OTTAWA (ONTARIO), LE 13 MARS 2000

EN PRÉSENCE DE MONSIEUR LE JUGE LÉTOURNEAU

CORAM :      LE JUGE LÉTOURNEAU

         LE JUGE ROTHSTEIN

         LE JUGE SHARLOW


ENTRE :


LA BANQUE CANADIENNE IMPÉRIALE DE COMMERCE


appelante

- et -


SA MAJESTÉ LA REINE


intimée


JUGEMENT

     L"appel est accueilli avec dépens. La décision du 4 juillet 1997 de la Cour de l"impôt est annulée et le dossier est renvoyé au ministre du Revenu national pour qu"il le réexamine et établisse une nouvelle cotisation en tenant compte du fait que pour l"année d"imposition 1977, l"appelante a droit à la déduction pour inventaire en vertu de l"alinéa 20(1)gg ) de la Loi de l"impôt sur le revenu pour ses lingots d"or et d"argent, et à la même déduction pour 50 % de ses devises étrangères selon l"accord intervenu entre les parties.



" Gilles Létourneau "

Traduction certifiée conforme                              J.C.A.

Martin Desmeules, LL.B.




Date : 20000313


Dossier : A-516-97


CORAM :      LE JUGE LÉTOURNEAU

         LE JUGE ROTHSTEIN

         LE JUGE SHARLOW


ENTRE :


LA BANQUE CANADIENNE IMPÉRIALE DE COMMERCE


appelante

- et -


SA MAJESTÉ LA REINE


intimée

Audience tenue à Ottawa (Ontario), le mercredi 1er mars 2000.
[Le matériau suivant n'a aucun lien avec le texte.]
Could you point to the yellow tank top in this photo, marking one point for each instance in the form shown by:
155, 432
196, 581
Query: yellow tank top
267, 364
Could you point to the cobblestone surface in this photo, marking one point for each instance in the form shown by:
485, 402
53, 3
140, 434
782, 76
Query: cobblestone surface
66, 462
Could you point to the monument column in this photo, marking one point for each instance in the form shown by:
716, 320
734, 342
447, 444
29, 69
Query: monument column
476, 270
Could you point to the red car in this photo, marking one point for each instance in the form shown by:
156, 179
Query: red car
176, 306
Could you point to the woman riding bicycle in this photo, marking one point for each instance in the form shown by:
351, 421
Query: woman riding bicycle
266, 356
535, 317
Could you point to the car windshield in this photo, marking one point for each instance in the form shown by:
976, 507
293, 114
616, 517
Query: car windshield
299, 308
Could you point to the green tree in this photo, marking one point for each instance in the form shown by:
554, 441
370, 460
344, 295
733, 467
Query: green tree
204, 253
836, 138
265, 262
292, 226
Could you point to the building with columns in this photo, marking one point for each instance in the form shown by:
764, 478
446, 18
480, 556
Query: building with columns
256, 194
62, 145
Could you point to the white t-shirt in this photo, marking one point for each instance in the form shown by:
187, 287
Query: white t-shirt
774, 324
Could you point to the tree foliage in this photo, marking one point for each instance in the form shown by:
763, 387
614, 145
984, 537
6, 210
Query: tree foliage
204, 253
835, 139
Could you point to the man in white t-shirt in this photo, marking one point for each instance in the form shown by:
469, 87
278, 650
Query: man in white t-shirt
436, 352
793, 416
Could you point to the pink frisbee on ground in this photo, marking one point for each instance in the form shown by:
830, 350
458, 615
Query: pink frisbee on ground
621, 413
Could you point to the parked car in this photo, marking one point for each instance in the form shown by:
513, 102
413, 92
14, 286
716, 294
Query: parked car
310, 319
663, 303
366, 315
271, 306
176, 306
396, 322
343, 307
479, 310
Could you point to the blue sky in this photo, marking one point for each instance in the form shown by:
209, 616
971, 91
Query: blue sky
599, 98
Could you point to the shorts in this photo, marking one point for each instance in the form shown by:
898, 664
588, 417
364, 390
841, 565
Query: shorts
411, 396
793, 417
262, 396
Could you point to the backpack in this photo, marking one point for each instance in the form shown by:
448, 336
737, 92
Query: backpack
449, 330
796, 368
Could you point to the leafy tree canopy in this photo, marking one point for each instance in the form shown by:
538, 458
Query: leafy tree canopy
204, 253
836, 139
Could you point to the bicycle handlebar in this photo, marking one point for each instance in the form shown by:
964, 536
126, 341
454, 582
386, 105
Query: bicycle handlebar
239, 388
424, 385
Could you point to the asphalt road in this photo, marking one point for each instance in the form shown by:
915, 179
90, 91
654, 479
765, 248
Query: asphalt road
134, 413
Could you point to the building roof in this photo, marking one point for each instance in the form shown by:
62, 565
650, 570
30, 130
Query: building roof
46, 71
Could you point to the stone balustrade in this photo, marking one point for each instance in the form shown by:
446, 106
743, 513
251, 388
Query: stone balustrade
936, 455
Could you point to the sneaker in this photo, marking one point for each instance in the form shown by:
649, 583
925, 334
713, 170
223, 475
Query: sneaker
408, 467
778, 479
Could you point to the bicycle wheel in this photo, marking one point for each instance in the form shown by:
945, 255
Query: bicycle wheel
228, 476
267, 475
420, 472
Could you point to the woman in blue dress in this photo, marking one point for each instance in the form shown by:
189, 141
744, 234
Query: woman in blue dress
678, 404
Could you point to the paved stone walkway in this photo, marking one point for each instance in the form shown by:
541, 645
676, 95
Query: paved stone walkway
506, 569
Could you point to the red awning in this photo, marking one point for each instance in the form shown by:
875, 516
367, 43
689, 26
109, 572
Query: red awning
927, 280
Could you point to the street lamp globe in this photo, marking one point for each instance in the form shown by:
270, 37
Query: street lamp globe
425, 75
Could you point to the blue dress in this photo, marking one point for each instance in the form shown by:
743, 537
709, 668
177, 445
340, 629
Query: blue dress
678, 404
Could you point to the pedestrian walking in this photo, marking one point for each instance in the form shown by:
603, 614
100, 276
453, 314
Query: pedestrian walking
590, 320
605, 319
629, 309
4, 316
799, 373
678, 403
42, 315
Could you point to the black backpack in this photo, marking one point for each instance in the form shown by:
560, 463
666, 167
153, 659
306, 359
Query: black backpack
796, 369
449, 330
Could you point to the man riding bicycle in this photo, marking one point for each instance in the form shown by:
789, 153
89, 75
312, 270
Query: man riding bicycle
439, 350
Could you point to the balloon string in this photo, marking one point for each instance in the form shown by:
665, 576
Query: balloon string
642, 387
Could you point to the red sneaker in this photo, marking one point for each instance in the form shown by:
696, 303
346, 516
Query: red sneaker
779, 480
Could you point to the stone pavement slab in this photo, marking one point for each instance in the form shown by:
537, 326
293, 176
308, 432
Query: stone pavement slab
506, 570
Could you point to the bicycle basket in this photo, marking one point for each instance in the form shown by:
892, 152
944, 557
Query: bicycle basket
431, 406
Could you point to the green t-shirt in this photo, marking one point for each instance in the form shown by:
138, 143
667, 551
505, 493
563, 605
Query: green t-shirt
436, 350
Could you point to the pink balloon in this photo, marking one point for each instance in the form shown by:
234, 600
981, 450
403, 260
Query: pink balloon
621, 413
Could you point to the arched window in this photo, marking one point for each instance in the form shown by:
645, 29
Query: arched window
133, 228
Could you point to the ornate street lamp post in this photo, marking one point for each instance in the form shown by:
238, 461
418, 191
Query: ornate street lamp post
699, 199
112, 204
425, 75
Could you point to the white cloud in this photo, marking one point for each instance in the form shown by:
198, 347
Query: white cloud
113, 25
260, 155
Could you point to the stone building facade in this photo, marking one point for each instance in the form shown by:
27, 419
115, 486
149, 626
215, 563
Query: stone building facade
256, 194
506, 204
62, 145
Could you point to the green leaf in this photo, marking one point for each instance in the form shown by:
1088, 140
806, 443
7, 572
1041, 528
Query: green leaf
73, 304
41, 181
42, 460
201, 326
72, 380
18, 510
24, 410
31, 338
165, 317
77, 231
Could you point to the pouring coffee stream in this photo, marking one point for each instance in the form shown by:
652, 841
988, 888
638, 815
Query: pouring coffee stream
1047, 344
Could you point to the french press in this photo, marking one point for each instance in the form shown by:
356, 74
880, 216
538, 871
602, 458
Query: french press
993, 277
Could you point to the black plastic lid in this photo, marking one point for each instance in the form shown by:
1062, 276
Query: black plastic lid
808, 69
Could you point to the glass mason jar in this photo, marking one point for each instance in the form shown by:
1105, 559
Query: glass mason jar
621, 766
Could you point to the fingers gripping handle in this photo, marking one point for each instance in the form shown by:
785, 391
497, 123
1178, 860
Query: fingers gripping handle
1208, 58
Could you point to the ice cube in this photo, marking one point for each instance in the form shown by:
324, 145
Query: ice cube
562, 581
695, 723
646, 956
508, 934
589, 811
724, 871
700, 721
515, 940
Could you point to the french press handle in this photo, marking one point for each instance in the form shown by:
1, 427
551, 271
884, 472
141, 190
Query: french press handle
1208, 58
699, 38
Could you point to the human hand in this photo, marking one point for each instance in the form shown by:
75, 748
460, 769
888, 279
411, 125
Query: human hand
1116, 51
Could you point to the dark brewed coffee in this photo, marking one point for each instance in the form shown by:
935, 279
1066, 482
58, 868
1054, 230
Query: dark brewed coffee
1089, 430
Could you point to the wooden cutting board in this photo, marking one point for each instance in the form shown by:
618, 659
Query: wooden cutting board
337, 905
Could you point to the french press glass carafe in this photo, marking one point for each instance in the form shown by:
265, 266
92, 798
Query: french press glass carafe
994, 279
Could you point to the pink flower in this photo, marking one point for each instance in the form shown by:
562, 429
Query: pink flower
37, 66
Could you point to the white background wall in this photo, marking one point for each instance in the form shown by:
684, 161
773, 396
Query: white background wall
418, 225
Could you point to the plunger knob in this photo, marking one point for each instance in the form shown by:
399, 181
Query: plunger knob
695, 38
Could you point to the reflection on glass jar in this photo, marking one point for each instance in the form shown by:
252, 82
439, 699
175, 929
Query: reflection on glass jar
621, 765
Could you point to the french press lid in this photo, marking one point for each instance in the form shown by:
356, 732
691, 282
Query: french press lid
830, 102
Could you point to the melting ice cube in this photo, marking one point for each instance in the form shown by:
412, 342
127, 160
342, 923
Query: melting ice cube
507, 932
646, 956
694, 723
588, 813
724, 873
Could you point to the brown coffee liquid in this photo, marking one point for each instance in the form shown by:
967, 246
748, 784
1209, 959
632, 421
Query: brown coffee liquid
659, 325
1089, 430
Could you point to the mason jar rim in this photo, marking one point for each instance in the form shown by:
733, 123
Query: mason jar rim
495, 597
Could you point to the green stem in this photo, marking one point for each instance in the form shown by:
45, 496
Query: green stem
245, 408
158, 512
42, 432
MOTIFS DU JUGEMENT rendus à Ottawa (Ontario), le 13 mars 2000.


MOTIFS DU JUGEMENT RENDUS PAR :              LE JUGE SHARLOW



Date : 20000313


Dossier : A-516-97


CORAM :      LE JUGE LÉTOURNEAU

         LE JUGE ROTHSTEIN

         LE JUGE SHARLOW


ENTRE :


LA BANQUE CANADIENNE IMPÉRIALE DE COMMERCE


appelante

- et -


SA MAJESTÉ LA REINE


intimée


MOTIFS DU JUGEMENT

LE JUGE SHARLOW

[1]      La Banque Canadienne Impériale de Commerce (CIBC), dans sa déclaration de revenus pour l"année d"imposition 1977, a réclamé une déduction pour inventaire en vertu de l"alinéa 20(1)gg ) de la Loi de l"impôt sur le revenu pour ses lingots d"or et d"argent. Sa réclamation a ensuite été modifiée pour inclure une déduction pour inventaire pour ses pièces d"or.

[2]      L"alinéa 20(1)gg ) est entré en vigueur en 1977 et a été abrogé en 1986. L"alinéa 20(1)gg ) permettait au contribuable de déduire une somme égale au produit de 3% du coût indiqué, au début de l"année, des biens corporels (autres que des biens immeubles) décrits dans son inventaire et détenus par lui en vue d"être vendus dans le cours normal de ses affaires.

[3]      L"intimée a accordé la déduction pour inventaire quant aux pièces d"or de la CIBC, mais elle a refusé la déduction quant à ses lingots et à ses devises étrangères. L"intimée était d"avis, et l"est encore, que les lingots et les devises étrangères de la CIBC n"étaient pas décrits dans son inventaire et qu"ils n"étaient pas détenus en vue d"être vendus, et aussi que les devises étrangères ne sont pas des biens corporels.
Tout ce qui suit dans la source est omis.